2.4 Nu met het besluit van 19 januari 2012 niet geheel aan eiseres is tegemoetgekomen, strekt het geding in beroep, gelet op de artikelen 6:18 en 6:19, eerste lid, van de Algemene wet bestuursrecht (Awb), zich mede uit tot dit nieuwe besluit.
2.5 Het besluit van 19 januari 2012 vervangt het ingetrokken besluit van 22 juni 2010. Gelet hierop heeft eiseres geen belang meer bij een inhoudelijke beoordeling van haar beroep tegen het besluit van 22 juni 2010. Het beroep van eiseres hiertegen zal dan ook niet-ontvankelijk worden verklaard.
2.6 Ten aanzien van het besluit van 19 januari 2012 overweegt de rechtbank het volgende.
2.7 Ingevolge artikel 2 van de AKW is ingezetene in de zin van deze wet, degene die in Nederland woont.

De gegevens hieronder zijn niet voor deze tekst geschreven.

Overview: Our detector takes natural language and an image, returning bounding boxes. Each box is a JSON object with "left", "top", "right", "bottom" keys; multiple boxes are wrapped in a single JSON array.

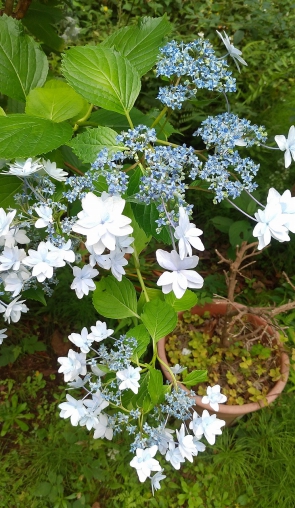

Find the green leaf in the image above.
[
  {"left": 140, "top": 298, "right": 177, "bottom": 342},
  {"left": 26, "top": 79, "right": 87, "bottom": 123},
  {"left": 182, "top": 370, "right": 207, "bottom": 386},
  {"left": 22, "top": 2, "right": 66, "bottom": 52},
  {"left": 93, "top": 275, "right": 139, "bottom": 319},
  {"left": 69, "top": 127, "right": 124, "bottom": 163},
  {"left": 165, "top": 289, "right": 198, "bottom": 312},
  {"left": 0, "top": 115, "right": 73, "bottom": 159},
  {"left": 132, "top": 203, "right": 171, "bottom": 245},
  {"left": 210, "top": 215, "right": 234, "bottom": 233},
  {"left": 228, "top": 220, "right": 254, "bottom": 247},
  {"left": 0, "top": 14, "right": 48, "bottom": 101},
  {"left": 126, "top": 325, "right": 151, "bottom": 361},
  {"left": 62, "top": 46, "right": 140, "bottom": 115},
  {"left": 0, "top": 173, "right": 23, "bottom": 209},
  {"left": 103, "top": 15, "right": 171, "bottom": 76},
  {"left": 22, "top": 288, "right": 47, "bottom": 306},
  {"left": 148, "top": 369, "right": 163, "bottom": 404}
]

2.8 Ingevolge artikel 3, eerste lid, van de AKW wordt waar iemand woont en waar een lichaam gevestigd is, naar de omstandigheden beoordeeld.
2.9 Ingevolge artikel 6, eerste lid, aanhef en onder a, van de AKW is verzekerd overeenkomstig de bepalingen van deze wet degene die ingezetene is. Ingevolge het tweede lid is de vreemdeling die niet rechtmatig in Nederland verblijf houdt in de zin van artikel 8, onder a tot en met e en l, van de Vw, niet verzekerd.
2.10 In artikel 14, eerste lid, van de AKW is bepaald dat de Sociale verzekeringsbank op aanvraag vaststelt of een recht op kinderbijslag bestaat. In het derde lid is neergelegd dat een recht op kinderbijslag niet vroeger kan ingaan dan een jaar voorafgaand aan de eerste dag van het kalenderkwartaal, tijdens welk de aanvraag om kinderbijslag werd ingediend. De Sociale verzekeringsbank is bevoegd in bijzondere gevallen af te wijken van het bepaalde in de vorige volzin.
2.11 Eiseres heeft in het onderhavige geval in het eerste kwartaal 2010 een aanvraag om kinderbijslag ingediend. Op grond van het bepaalde in artikel 14, derde lid, van de AKW kan gelet hierop het recht op kinderbijslag niet eerder ingaan dan per het eerste kwartaal 2009, behoudens een bijzonder geval.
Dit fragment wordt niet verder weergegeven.